Mengenai hak cipta di bidang jurnalisme (Pasal 39), rancangan Undang-Undang tersebut pada dasarnya mewarisi peraturan yang berlaku saat ini, yang mengharuskan organisasi media untuk mematuhi undang-undang tentang hak cipta dan hak terkait ketika menerbitkan atau menyiarkan karya jurnalistik. Namun, para delegasi berpendapat bahwa peraturan ini hanya mengutip ketentuan yang ada dan tidak memperjelas tanggung jawab hukum organisasi media, terutama dalam konteks penerapan kecerdasan buatan (AI) yang semakin meluas.

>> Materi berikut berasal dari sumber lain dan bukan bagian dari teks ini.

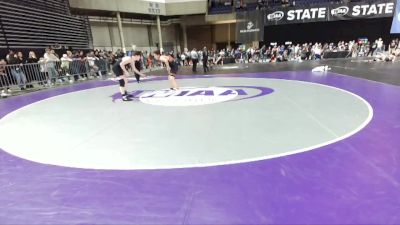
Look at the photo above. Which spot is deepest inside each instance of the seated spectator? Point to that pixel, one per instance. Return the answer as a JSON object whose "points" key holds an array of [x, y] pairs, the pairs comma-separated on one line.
{"points": [[16, 69], [5, 80]]}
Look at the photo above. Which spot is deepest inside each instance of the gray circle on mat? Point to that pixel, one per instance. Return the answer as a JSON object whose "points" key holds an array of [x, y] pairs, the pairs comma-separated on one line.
{"points": [[86, 129]]}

Oleh karena itu, Wakil Majelis Nasional Le Nhat Thanh menyarankan agar panitia penyusun meneliti dan menambahkan peraturan khusus mengenai tanggung jawab lembaga media dalam mengendalikan asal usul dan legalitas karya jurnalistik, termasuk ketika menggunakan AI untuk mendukung pembuatan konten.